CVE-2013-7205 (http://nvd.nist.gov/nvd.cfm?cvename=CVE-2013-7205): Off-by-one error in the process_cgivars function in contrib/daemonchk.c in Nagios Core 3.5.1, 4.0.2, and earlier allows remote authenticated users to obtain sensitive information from process memory or cause a denial of service (crash) via a long string in the last key value in the variable list, which triggers a heap-based buffer over-read. CVE-2013-7108 (http://nvd.nist.gov/nvd.cfm?cvename=CVE-2013-7108): Multiple off-by-one errors in Nagios Core 3.5.1, 4.0.2, and earlier, and Icinga before 1.8.5, 1.9 before 1.9.4, and 1.10 before 1.10.2 allow remote authenticated users to obtain sensitive information from process memory or cause a denial of service (crash) via a long string in the last key value in the variable list to the process_cgivars function in (1) avail.c, (2) cmd.c, (3) config.c, (4) extinfo.c, (5) histogram.c, (6) notifications.c, (7) outages.c, (8) status.c, (9) statusmap.c, (10) summary.c, and (11) trends.c in cgi/, which triggers a heap-based buffer over-read.
Bumped. Arches, please test and mark stable: =net-analyzer/nagios-core-3.5.1 Target arches: alpha amd64 arm hppa ppc ppc64 sparc x86
My mistake, should have added nagios, and arm wasn't stable before. New stable targets: =net-analyzer/nagios-3.5.1 =net-analyzer/nagios-core-3.5.1 Target arches: alpha amd64 hppa ppc ppc64 sparc x86
Stable for HPPA.
amd64 stable
x86 stable
alpha stable
ppc64 stable
ppc stable
sparc stable. Maintainer(s), please cleanup. Security, please vote.
Arches, Thank you for your work Maintainer(s), please drop the vulnerable version(s). GLSA Vote: No
@Alexander, creffett: do either of you mind if I drop nagios and nagios core before 3.5.1?

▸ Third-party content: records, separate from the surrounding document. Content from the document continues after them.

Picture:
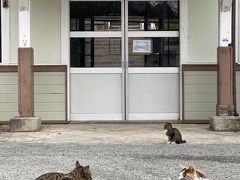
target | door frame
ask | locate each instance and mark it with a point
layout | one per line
(65, 50)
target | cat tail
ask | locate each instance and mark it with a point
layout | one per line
(180, 142)
(183, 141)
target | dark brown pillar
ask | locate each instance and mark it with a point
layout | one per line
(225, 106)
(25, 82)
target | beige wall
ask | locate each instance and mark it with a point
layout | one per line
(202, 31)
(200, 94)
(45, 31)
(49, 95)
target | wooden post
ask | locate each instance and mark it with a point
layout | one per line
(25, 82)
(26, 121)
(25, 62)
(225, 106)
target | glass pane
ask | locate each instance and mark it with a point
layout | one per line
(95, 16)
(95, 52)
(153, 16)
(154, 52)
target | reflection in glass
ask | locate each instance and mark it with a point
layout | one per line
(164, 53)
(153, 15)
(95, 52)
(95, 16)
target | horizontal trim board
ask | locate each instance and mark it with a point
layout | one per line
(95, 117)
(200, 89)
(203, 67)
(200, 73)
(96, 70)
(199, 67)
(49, 98)
(154, 116)
(200, 107)
(161, 70)
(153, 34)
(98, 34)
(36, 68)
(199, 115)
(200, 80)
(200, 98)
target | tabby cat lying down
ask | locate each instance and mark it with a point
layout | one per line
(191, 173)
(79, 173)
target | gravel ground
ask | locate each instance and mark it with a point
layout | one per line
(26, 161)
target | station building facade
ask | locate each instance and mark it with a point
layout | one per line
(120, 60)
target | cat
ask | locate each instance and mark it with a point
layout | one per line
(191, 173)
(173, 134)
(79, 173)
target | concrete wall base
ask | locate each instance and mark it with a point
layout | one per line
(224, 123)
(25, 124)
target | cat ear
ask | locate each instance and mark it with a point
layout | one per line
(200, 173)
(182, 166)
(77, 164)
(191, 168)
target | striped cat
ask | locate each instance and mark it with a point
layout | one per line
(79, 173)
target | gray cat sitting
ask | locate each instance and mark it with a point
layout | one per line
(79, 173)
(173, 134)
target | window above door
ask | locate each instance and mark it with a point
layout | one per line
(95, 16)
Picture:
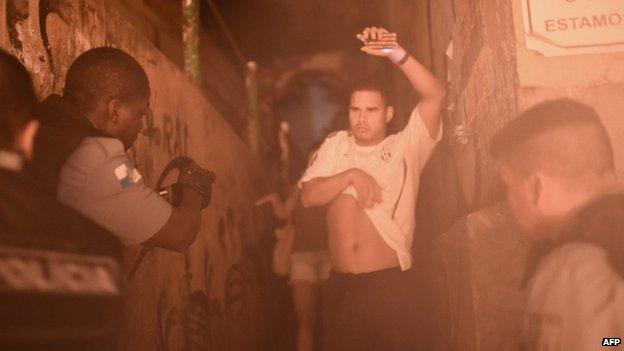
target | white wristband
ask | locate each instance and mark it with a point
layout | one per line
(397, 54)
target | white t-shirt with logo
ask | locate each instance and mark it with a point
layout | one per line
(396, 164)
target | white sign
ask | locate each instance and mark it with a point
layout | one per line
(569, 27)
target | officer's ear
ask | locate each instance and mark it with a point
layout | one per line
(26, 138)
(389, 113)
(113, 108)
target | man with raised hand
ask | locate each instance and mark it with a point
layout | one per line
(370, 181)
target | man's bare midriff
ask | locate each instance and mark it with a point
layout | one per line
(355, 245)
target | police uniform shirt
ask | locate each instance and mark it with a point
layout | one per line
(100, 181)
(396, 164)
(576, 299)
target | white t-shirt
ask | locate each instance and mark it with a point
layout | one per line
(100, 181)
(396, 164)
(575, 300)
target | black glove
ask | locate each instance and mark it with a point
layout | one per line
(191, 175)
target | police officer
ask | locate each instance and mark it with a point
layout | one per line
(81, 153)
(59, 272)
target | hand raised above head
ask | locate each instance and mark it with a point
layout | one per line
(377, 41)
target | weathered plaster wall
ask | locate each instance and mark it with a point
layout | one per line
(491, 77)
(211, 296)
(595, 79)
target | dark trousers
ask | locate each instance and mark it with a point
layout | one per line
(370, 311)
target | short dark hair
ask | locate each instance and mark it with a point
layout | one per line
(371, 84)
(562, 137)
(17, 98)
(105, 73)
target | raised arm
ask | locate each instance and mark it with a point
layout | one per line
(377, 42)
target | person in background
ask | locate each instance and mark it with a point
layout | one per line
(556, 162)
(309, 261)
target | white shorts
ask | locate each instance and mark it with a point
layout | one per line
(310, 266)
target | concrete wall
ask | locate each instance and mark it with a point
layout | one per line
(211, 296)
(595, 79)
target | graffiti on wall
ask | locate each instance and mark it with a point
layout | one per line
(206, 321)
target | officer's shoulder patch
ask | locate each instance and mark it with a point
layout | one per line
(127, 174)
(332, 134)
(109, 146)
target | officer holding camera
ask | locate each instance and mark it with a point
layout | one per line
(81, 151)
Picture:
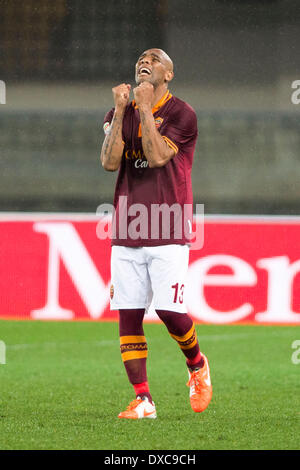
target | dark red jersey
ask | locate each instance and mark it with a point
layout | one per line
(144, 195)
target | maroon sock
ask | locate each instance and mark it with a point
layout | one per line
(181, 328)
(134, 348)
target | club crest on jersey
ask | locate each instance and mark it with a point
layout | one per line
(158, 122)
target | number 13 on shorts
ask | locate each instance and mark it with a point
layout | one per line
(178, 293)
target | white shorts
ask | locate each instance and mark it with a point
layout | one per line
(154, 274)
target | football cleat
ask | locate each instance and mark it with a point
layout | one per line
(139, 408)
(200, 387)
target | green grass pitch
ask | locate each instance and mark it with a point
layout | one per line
(64, 384)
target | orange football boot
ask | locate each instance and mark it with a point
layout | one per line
(200, 387)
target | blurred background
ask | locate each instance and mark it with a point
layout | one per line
(235, 62)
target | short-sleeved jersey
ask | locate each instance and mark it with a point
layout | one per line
(143, 195)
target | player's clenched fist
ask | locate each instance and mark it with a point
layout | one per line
(121, 95)
(144, 94)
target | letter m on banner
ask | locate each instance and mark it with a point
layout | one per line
(66, 245)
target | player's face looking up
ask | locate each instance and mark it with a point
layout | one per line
(154, 66)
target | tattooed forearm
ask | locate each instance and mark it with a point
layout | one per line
(112, 149)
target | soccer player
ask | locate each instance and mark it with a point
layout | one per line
(151, 141)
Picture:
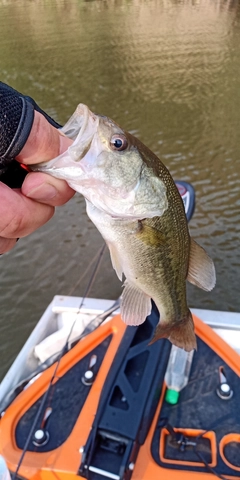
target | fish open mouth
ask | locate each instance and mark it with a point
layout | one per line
(81, 127)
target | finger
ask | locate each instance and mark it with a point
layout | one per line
(19, 215)
(46, 189)
(6, 244)
(44, 142)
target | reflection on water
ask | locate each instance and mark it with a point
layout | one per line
(169, 72)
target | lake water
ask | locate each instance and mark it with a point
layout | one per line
(167, 71)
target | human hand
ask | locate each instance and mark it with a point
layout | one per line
(24, 210)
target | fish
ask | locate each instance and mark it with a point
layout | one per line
(133, 201)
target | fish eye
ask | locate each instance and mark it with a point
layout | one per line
(118, 142)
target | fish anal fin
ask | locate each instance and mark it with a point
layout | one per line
(201, 270)
(135, 305)
(115, 259)
(180, 333)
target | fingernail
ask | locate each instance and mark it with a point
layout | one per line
(43, 192)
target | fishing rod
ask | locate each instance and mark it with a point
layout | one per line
(64, 350)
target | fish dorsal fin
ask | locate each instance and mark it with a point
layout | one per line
(201, 270)
(116, 261)
(135, 305)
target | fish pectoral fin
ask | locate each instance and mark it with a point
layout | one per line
(115, 259)
(201, 270)
(135, 305)
(179, 333)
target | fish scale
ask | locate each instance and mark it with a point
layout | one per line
(135, 204)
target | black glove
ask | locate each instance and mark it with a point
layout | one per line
(16, 119)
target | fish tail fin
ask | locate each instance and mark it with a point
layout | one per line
(180, 334)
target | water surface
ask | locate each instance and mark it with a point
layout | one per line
(169, 72)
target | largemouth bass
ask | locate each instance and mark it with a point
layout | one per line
(133, 201)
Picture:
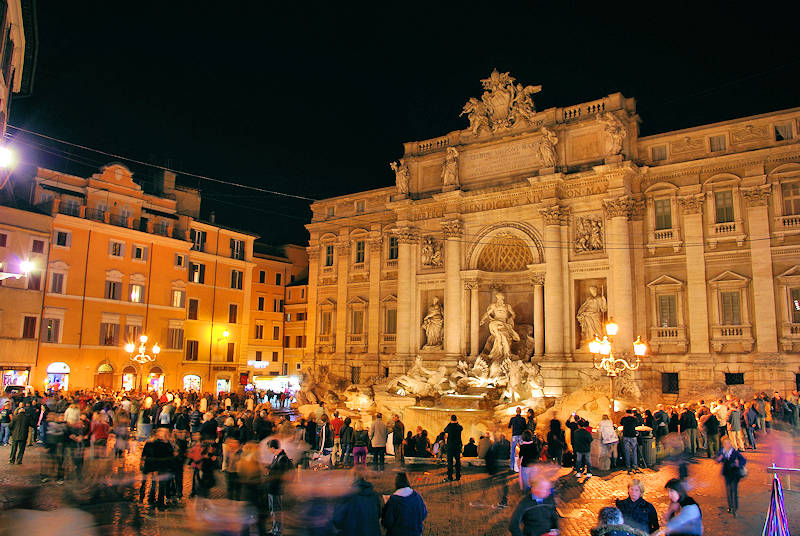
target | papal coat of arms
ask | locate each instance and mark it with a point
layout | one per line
(502, 105)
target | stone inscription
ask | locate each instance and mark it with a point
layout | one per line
(491, 161)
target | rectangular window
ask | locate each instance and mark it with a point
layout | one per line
(669, 383)
(137, 293)
(667, 311)
(175, 338)
(783, 132)
(723, 202)
(29, 327)
(109, 334)
(734, 378)
(790, 193)
(659, 152)
(730, 315)
(360, 244)
(391, 321)
(717, 143)
(50, 329)
(178, 298)
(113, 290)
(663, 213)
(191, 350)
(236, 279)
(197, 273)
(57, 283)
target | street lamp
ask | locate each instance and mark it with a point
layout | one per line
(603, 356)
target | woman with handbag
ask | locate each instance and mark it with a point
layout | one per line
(733, 470)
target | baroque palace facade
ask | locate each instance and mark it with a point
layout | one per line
(688, 239)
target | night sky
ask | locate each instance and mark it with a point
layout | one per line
(316, 99)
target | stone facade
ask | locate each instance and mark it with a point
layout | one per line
(691, 237)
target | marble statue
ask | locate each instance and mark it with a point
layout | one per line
(590, 315)
(431, 254)
(450, 169)
(500, 317)
(433, 324)
(547, 148)
(615, 130)
(401, 176)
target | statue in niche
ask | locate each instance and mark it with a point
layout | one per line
(450, 169)
(401, 176)
(590, 315)
(431, 254)
(433, 324)
(615, 130)
(500, 317)
(547, 148)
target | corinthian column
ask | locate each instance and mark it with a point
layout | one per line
(453, 320)
(554, 299)
(619, 266)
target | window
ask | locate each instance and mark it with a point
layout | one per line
(197, 273)
(191, 350)
(29, 327)
(57, 283)
(723, 201)
(663, 213)
(669, 383)
(178, 298)
(137, 293)
(790, 192)
(667, 311)
(237, 249)
(730, 305)
(783, 132)
(659, 152)
(50, 329)
(109, 334)
(359, 251)
(116, 249)
(113, 290)
(391, 321)
(734, 378)
(198, 240)
(717, 143)
(236, 279)
(62, 238)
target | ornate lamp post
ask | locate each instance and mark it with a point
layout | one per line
(603, 356)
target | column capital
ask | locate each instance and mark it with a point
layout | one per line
(692, 204)
(452, 228)
(555, 215)
(757, 195)
(621, 207)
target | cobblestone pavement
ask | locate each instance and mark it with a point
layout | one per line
(466, 507)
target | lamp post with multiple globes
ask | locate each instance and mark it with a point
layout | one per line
(603, 356)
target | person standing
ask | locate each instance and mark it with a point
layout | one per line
(518, 425)
(377, 438)
(452, 434)
(732, 471)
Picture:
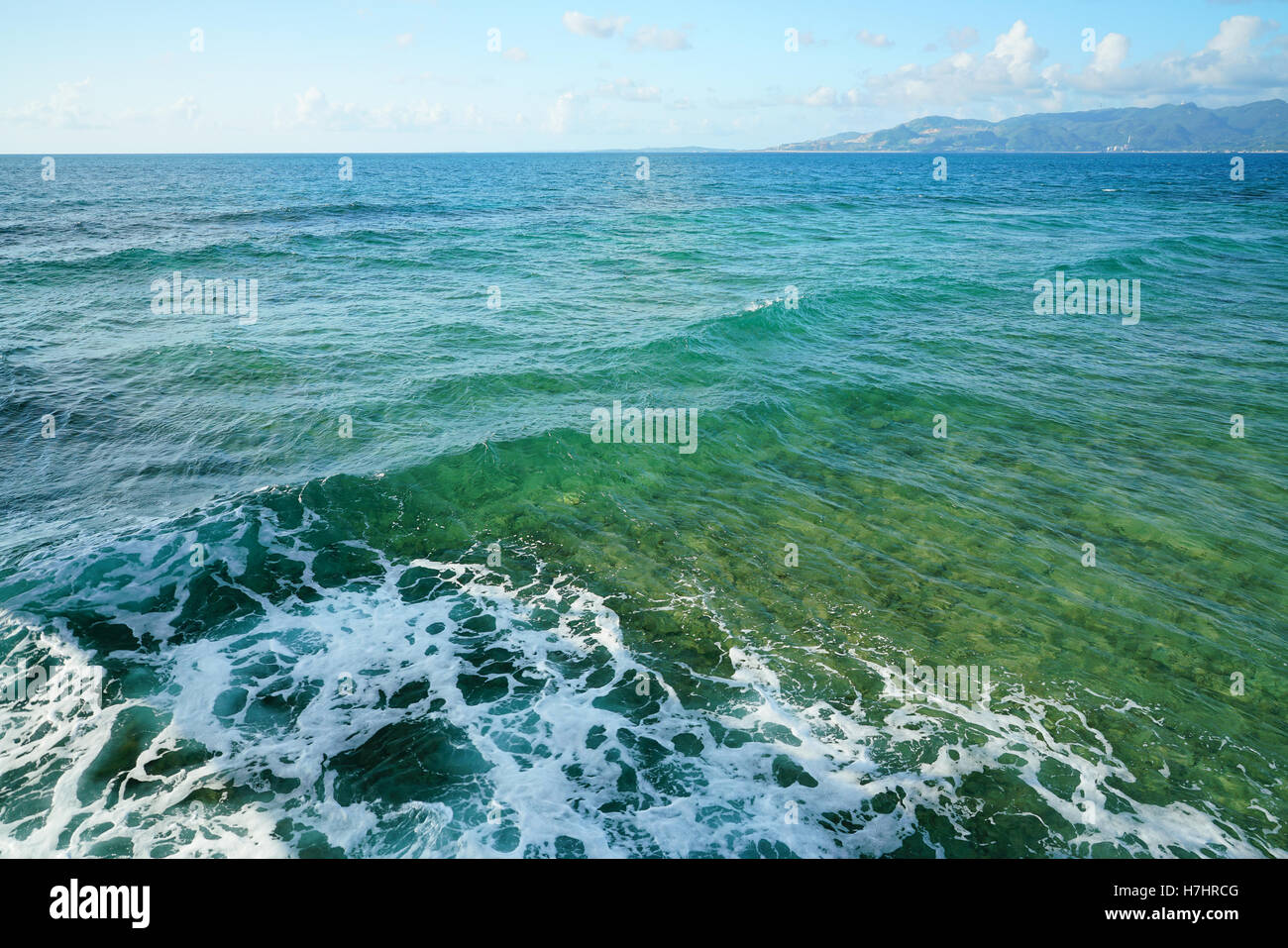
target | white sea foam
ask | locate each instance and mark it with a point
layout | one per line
(570, 758)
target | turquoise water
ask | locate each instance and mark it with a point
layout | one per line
(471, 629)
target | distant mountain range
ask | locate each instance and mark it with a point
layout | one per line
(1189, 128)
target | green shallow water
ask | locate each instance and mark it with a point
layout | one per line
(469, 629)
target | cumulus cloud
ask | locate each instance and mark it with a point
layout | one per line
(562, 114)
(657, 38)
(1243, 58)
(64, 108)
(603, 27)
(877, 40)
(313, 110)
(630, 90)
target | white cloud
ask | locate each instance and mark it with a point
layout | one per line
(562, 114)
(603, 27)
(64, 108)
(823, 95)
(656, 38)
(630, 89)
(877, 40)
(1240, 59)
(313, 110)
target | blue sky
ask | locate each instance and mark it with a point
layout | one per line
(407, 75)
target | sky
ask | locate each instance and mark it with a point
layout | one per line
(456, 75)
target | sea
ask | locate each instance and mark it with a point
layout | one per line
(752, 505)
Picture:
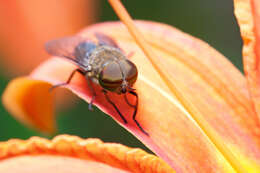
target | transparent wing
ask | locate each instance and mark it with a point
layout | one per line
(65, 47)
(105, 40)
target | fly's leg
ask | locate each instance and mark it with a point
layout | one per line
(114, 105)
(69, 79)
(93, 94)
(135, 111)
(130, 54)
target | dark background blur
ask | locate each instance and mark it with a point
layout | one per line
(212, 21)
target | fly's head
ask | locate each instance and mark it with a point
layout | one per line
(118, 77)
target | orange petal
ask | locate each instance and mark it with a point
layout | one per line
(248, 16)
(25, 27)
(173, 134)
(246, 160)
(66, 154)
(24, 97)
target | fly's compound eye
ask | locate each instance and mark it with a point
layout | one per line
(112, 76)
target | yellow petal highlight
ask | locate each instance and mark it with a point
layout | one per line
(248, 15)
(66, 152)
(30, 102)
(195, 108)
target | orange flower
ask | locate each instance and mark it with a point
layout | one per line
(26, 26)
(194, 103)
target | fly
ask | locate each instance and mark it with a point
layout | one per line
(103, 63)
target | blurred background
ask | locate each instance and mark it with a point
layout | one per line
(26, 25)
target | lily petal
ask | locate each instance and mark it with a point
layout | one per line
(174, 135)
(248, 16)
(72, 154)
(25, 27)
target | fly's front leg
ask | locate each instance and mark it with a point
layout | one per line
(69, 79)
(135, 111)
(93, 94)
(114, 105)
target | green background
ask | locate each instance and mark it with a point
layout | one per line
(210, 20)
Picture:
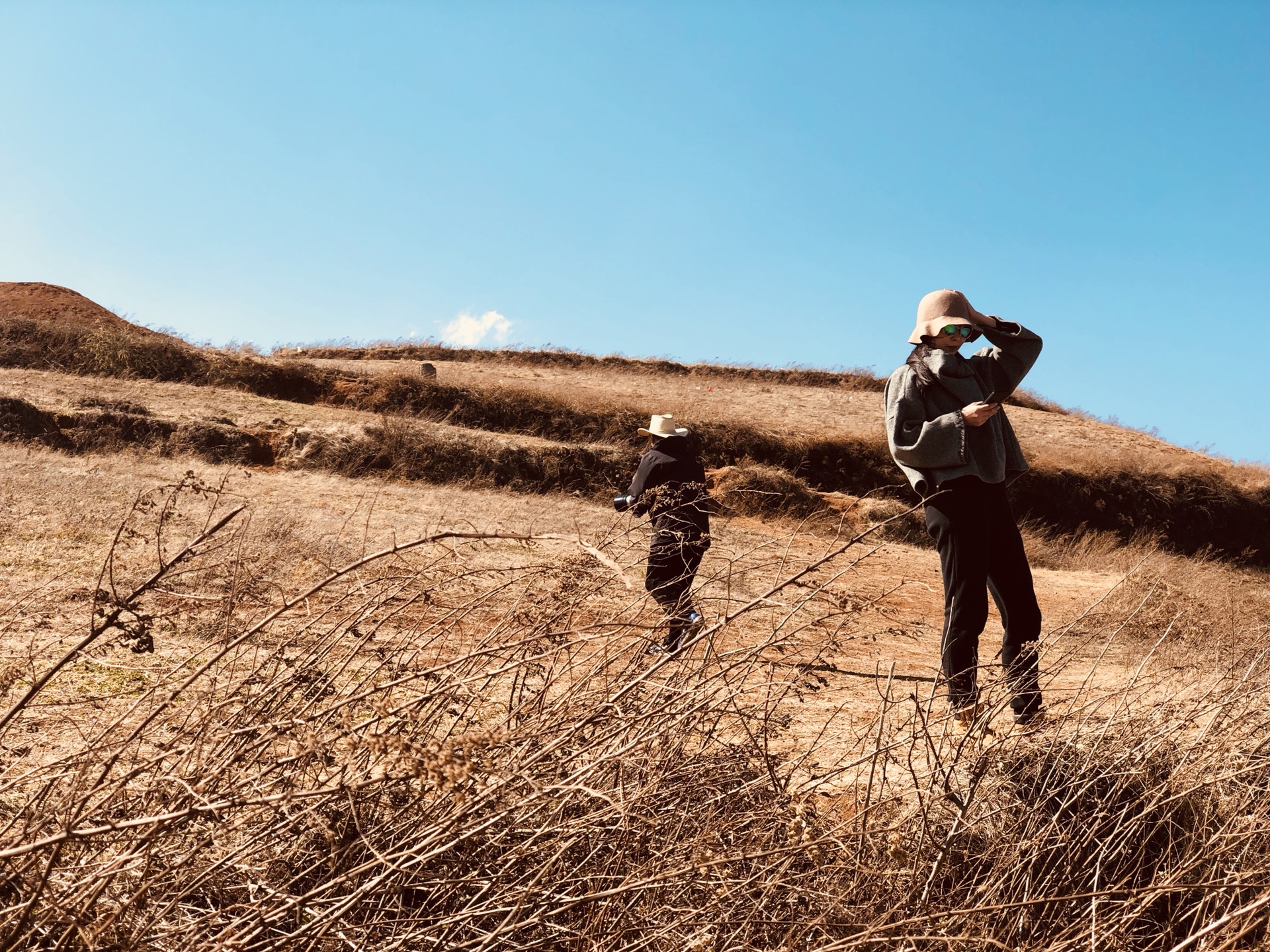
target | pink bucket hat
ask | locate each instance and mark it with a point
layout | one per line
(937, 310)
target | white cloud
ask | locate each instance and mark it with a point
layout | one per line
(466, 331)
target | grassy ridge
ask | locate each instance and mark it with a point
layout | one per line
(1189, 510)
(853, 379)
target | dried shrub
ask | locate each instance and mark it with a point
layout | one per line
(751, 489)
(426, 748)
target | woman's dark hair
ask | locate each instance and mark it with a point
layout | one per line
(917, 361)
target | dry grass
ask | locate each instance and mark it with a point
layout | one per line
(460, 744)
(431, 352)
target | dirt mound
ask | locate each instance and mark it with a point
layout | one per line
(36, 301)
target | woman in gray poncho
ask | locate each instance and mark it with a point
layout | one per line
(948, 438)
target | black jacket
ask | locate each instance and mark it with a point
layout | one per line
(671, 487)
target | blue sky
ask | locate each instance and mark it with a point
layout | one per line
(766, 182)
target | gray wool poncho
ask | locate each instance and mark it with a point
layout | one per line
(926, 433)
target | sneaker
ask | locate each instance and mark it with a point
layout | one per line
(966, 717)
(693, 625)
(1033, 719)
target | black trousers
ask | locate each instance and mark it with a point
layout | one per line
(982, 551)
(672, 565)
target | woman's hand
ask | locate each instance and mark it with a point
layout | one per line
(978, 413)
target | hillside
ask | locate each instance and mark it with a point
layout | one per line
(36, 301)
(396, 694)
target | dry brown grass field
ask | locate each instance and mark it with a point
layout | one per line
(352, 672)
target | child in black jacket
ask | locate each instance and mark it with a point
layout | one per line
(671, 488)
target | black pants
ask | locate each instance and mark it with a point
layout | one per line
(982, 551)
(672, 564)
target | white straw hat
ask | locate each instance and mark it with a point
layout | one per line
(937, 310)
(663, 426)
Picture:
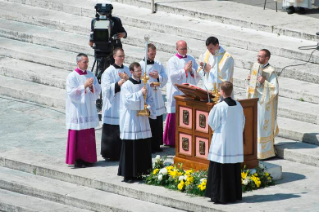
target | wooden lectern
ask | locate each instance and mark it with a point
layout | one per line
(193, 135)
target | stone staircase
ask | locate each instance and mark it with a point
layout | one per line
(40, 39)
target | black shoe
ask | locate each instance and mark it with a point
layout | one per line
(79, 164)
(159, 150)
(290, 10)
(302, 10)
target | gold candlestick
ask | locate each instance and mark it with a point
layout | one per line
(215, 94)
(144, 112)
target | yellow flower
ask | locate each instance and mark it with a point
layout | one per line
(256, 180)
(188, 172)
(169, 168)
(244, 175)
(155, 171)
(180, 186)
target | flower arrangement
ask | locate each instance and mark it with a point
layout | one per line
(176, 178)
(252, 179)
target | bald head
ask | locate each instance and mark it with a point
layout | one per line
(181, 47)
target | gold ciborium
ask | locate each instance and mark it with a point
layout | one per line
(156, 84)
(144, 112)
(216, 94)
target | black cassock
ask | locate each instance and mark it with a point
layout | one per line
(136, 158)
(111, 143)
(157, 132)
(224, 180)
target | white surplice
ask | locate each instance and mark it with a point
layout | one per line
(80, 103)
(133, 127)
(296, 3)
(111, 97)
(267, 93)
(228, 123)
(222, 64)
(157, 94)
(177, 75)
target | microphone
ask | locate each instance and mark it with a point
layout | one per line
(207, 93)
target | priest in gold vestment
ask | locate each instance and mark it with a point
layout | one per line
(263, 84)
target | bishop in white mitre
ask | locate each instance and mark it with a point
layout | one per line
(263, 84)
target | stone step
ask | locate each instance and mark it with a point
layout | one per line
(34, 92)
(298, 152)
(168, 23)
(297, 130)
(289, 88)
(237, 14)
(33, 72)
(12, 202)
(103, 177)
(78, 43)
(72, 194)
(289, 108)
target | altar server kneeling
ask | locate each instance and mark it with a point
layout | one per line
(226, 154)
(135, 131)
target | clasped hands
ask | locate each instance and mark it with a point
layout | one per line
(260, 79)
(208, 67)
(89, 83)
(123, 77)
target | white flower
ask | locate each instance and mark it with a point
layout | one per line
(252, 171)
(160, 177)
(246, 181)
(157, 158)
(163, 171)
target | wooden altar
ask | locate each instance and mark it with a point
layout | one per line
(193, 135)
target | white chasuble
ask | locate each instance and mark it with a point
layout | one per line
(133, 127)
(177, 75)
(296, 3)
(228, 123)
(80, 103)
(267, 93)
(157, 92)
(111, 93)
(222, 68)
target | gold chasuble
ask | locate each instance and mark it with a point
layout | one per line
(267, 108)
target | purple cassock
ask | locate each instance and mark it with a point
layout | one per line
(81, 117)
(169, 132)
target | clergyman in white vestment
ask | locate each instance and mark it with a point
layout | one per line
(263, 84)
(112, 80)
(157, 74)
(82, 90)
(218, 65)
(226, 152)
(135, 131)
(181, 68)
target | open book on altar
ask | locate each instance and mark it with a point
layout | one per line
(194, 92)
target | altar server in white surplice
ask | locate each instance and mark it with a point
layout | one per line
(226, 151)
(157, 74)
(299, 6)
(112, 81)
(218, 65)
(263, 84)
(135, 131)
(181, 68)
(82, 90)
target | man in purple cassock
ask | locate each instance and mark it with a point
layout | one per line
(82, 90)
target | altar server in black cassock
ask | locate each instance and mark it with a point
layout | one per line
(227, 120)
(135, 131)
(157, 73)
(112, 81)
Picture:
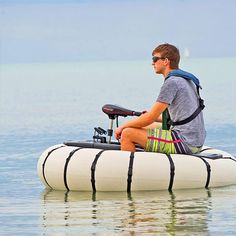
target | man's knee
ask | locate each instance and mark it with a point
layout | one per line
(127, 134)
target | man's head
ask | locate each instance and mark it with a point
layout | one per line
(170, 52)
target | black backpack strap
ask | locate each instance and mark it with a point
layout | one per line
(190, 118)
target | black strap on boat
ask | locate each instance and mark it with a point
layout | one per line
(172, 172)
(93, 168)
(130, 172)
(66, 165)
(44, 163)
(208, 171)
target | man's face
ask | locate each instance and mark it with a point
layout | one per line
(158, 63)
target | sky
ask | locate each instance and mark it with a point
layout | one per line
(46, 31)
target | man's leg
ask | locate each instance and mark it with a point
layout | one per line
(132, 136)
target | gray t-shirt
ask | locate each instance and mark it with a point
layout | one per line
(182, 97)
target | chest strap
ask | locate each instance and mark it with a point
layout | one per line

GLSA Vote: Yes due to existing GLSA request for bug 447802
(In reply to Kristian Fiskerstrand from comment #12) > GLSA Vote: Yes due to existing GLSA request for bug 447802 Agreed.
I meant "Andrew" in my last comment, not "Alexander," sorry. I blame the Hamilton. Also: ping! We've got at least three security bugs open for <nagios-3.5.1 so I'd like to get rid of them. If I don't hear an objection for a while, I'll do the easier-to-ask-forgiveness thing =)
This issue was resolved and addressed in GLSA 201412-23 at http://security.gentoo.org/glsa/glsa-201412-23.xml by GLSA coordinator Sean Amoss (ackle).
(In reply to Agostino Sarubbo from comment #9) > sparc stable. Only nagios-core-3.5.1 is stable for sparc, but not nagios-3.5.1. Is this intentional?
For net-analyzer/nagios-3.5.1: KEYWORDS="~alpha amd64 ~arm ~arm64 hppa ~ppc ~ppc64 ~sparc x86" and net-analyzer/nagios-core-3.5.1: KEYWORDS="alpha amd64 ~arm ~arm64 hppa ppc ppc64 sparc x86" It looks like we need alpha, ppc, ppc64, and sparc stabilizations for =net-analyzer/nagios-3.5.1.
Reopening for stabilization as per comment #17.
Looks like with a bit of confusion some arches stabilizations were missed. Please stabilize: =net-analyzer/nagios-3.5.1 Target missed arches: alpha ppc ppc64 sparc
GLSA for this is already out c.f comment #15. Cleanup done, closing.